Writers, PR companies, production companies, event companies, and more form an intricate network of meshed contacts that stretch around the globe. And while these connections are never something that appears on a balance sheet, they are vital for achieving successful outcomes at many levels of the business and are likely to remain so for many years to come.
I recently spoke with a PR company that had spent well over a year trying to repair a broken relationship with a large vendor and a press outlet. After plenty of hard work behind the scenes, not only was a detente reached but a positive relationship had been formed, with the media company starting to regularly turn to the company CEO for comment and thought-leadership.
Even if genAI can pass all the hurdles in creating content already mentioned, and currently, just to be clear, it can’t, it still requires human intervention and human relationships to work effectively.
In conclusion, tools and users
There’s a phrase that’s common in the film industry: a tool is only as good as its user. It’s probably common in a lot of other industries as well, but given the sheer pace of progress in the media world over the past decade or so, it seems particularly relevant here.
Basically, it means that if you stick a $50,000 RED camera in the hands of someone who has never learned to frame a shot or light a scene, you’re not going to get anything better out of them than if you’d handed them a consumer video camera from Walmart. It might be in higher resolution and better exposed, but it’s still going to betray the lack of experience and expertise in its creation.
This is where we are with genAI at the moment. As a behind-the-scenes tool it can play an important role in optimising content and, in some circumstances, help people do more with less. But on the whole, it is far from ready for anything that could be considered front of house just yet. Just in the last hours of writing this document, Google said that it had had to pause its newly minted genAI Gemini from creating images of people while it addressed a problem with ethnicity in historical images. Such issues persist across genAI. In 2016, Microsoft had to turn off its AI chatbot Tay after 24 hours when it became, in The Verge’s words, “a racist asshole.” A cynic would say that the main difference between then and now is that the researchers actually turned it off rather than simply trying to dial down the racism so as not to offend the shareholders.

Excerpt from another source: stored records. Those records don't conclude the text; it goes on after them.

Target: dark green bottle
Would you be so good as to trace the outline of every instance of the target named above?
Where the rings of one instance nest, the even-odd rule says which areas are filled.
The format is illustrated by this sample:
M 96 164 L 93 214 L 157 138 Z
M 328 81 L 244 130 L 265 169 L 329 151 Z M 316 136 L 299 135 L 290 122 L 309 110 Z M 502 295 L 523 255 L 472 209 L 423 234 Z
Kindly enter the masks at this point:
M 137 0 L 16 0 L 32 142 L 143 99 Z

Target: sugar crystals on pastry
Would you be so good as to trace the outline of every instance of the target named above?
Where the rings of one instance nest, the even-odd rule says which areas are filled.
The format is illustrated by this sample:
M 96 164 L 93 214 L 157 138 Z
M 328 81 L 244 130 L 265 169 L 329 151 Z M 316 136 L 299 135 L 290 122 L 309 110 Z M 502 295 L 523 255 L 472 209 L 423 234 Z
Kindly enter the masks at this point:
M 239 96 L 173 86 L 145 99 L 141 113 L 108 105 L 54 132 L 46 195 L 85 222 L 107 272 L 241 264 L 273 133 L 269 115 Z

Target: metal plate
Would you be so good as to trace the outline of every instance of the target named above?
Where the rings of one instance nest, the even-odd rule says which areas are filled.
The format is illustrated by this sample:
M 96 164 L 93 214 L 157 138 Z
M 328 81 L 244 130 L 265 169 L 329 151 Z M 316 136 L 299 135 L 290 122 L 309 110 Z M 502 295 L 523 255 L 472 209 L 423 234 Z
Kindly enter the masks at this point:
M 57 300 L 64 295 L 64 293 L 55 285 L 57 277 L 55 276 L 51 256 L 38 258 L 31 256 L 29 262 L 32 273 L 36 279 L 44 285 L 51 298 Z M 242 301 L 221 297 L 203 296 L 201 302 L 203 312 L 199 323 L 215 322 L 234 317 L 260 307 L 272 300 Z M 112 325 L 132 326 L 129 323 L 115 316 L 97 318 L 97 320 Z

So, what can companies do? The answer is to turn to the users who can use the tools in the right way. If genAI is going to lead us to a race to the bottom and flood the web with low-grade content, then the answer to standing out is not to create more of the same but to generate high-quality content that people actually want to read and watch. It’s about making your leadership spokespeople stand out and highlighting their personal expertise and how they can help your customers. It’s about interviews, it’s about videos, it’s about emphasising the human experience and human contacts. Arguably, we might be heading back to a point where the trade show is even more important than it was pre-pandemic.
And yes, genAI and AI tools in general will most likely have a hand in creating all this content. But, for this year and for the foreseeable future at least, genAI needs to be seen as a useful tool on the journey and not the destination in itself.